In a good cop/bad cop move, Billings sent for Celine, the nurse. And she took me into the nurses’ room and made me a cup of sweet tea, which I didn’t dash back into her face and which, to my surprise, I drank and felt comforted by.

24

‘You see, Luke isn’t a very nice person,’ I was saying. ‘He was always shallow and disloyal. Quite evil, actually.’

It was later in the day of the joint Questionnaire/No Gym disaster, and I was in the dining-room surrounded by inmates who hung on my every word. I was bitterly glad to have a platform to trash Luke on. And trash him I did.

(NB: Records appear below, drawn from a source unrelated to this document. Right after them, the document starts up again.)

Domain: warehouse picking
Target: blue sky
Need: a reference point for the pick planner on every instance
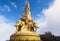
(12, 9)
(46, 13)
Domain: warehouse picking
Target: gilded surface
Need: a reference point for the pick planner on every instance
(25, 27)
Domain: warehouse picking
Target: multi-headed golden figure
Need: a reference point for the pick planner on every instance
(26, 28)
(26, 23)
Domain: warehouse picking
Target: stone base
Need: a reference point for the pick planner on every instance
(25, 38)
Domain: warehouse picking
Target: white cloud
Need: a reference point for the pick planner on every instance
(6, 28)
(53, 15)
(13, 4)
(5, 8)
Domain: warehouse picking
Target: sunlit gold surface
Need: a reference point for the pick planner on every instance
(25, 27)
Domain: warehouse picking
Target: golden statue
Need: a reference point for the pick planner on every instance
(26, 27)
(26, 23)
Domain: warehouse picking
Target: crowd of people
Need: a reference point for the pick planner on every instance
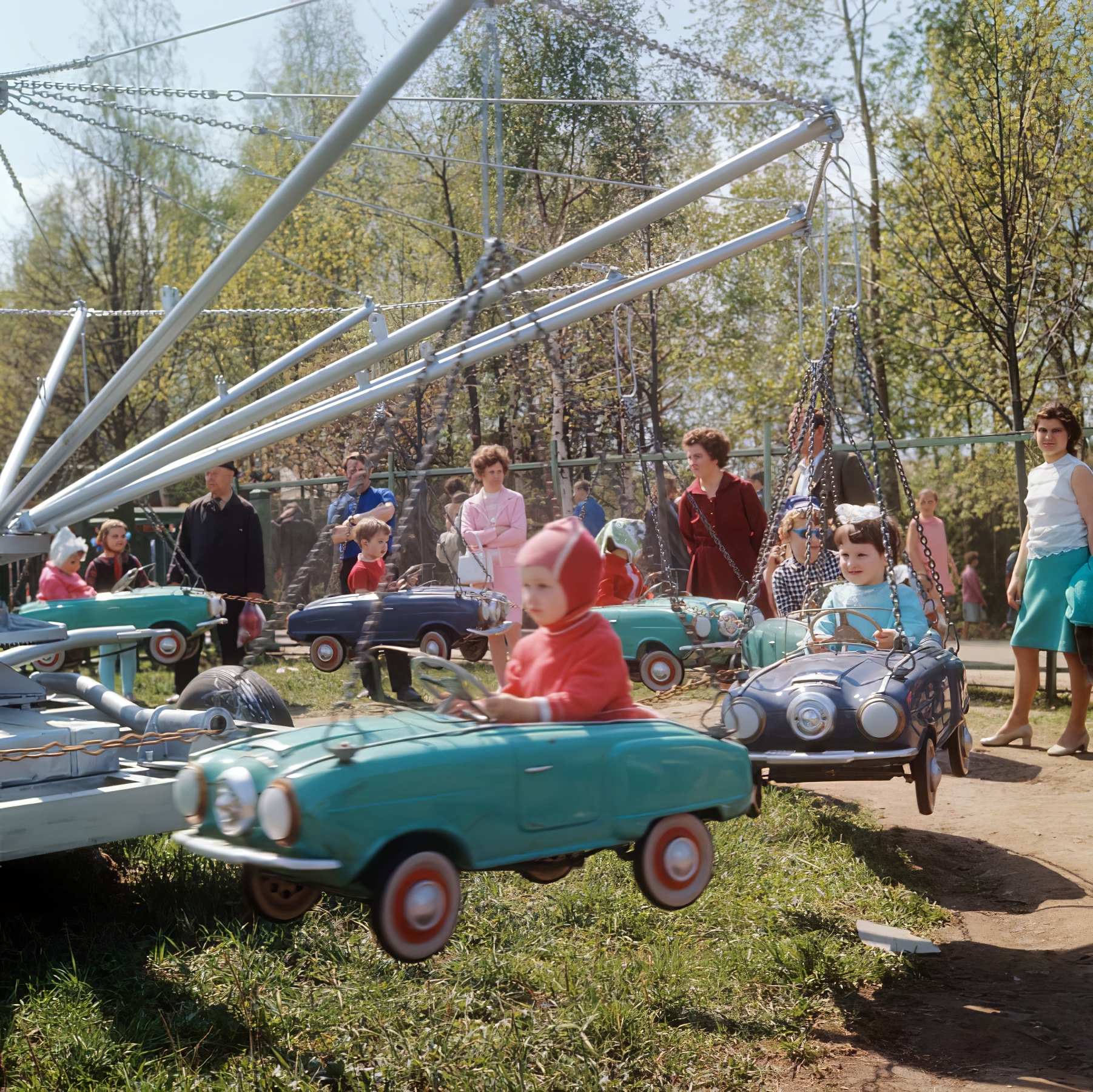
(833, 549)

I didn’t so much imply that Luke was a thief, as just plain say it. What did it matter? None of these people would ever meet him anyway. Of course, Luke hadn’t really stolen the money from his six-year-old niece’s money box. The money she’d been saving up to buy a puppy. In fact, Luke didn’t even have any nieces. Or nephews. But who cared?

I went too far, though, when I said he’d stolen a blind man’s fiddle. The lads looked at me suspiciously and gave each other sidelong glances. ‘He stole a blind man’s fiddle?’ Mike asked. ‘Are you sure? Didn’t that Irish saint fella do that? What was that his name was…?’

‘Matt Talbot,’ someone supplied.

‘That’s right,’ said Mike. ‘Matt Talbot. He stole a blind man’s fiddle to get money for drink when he was still on the piss.’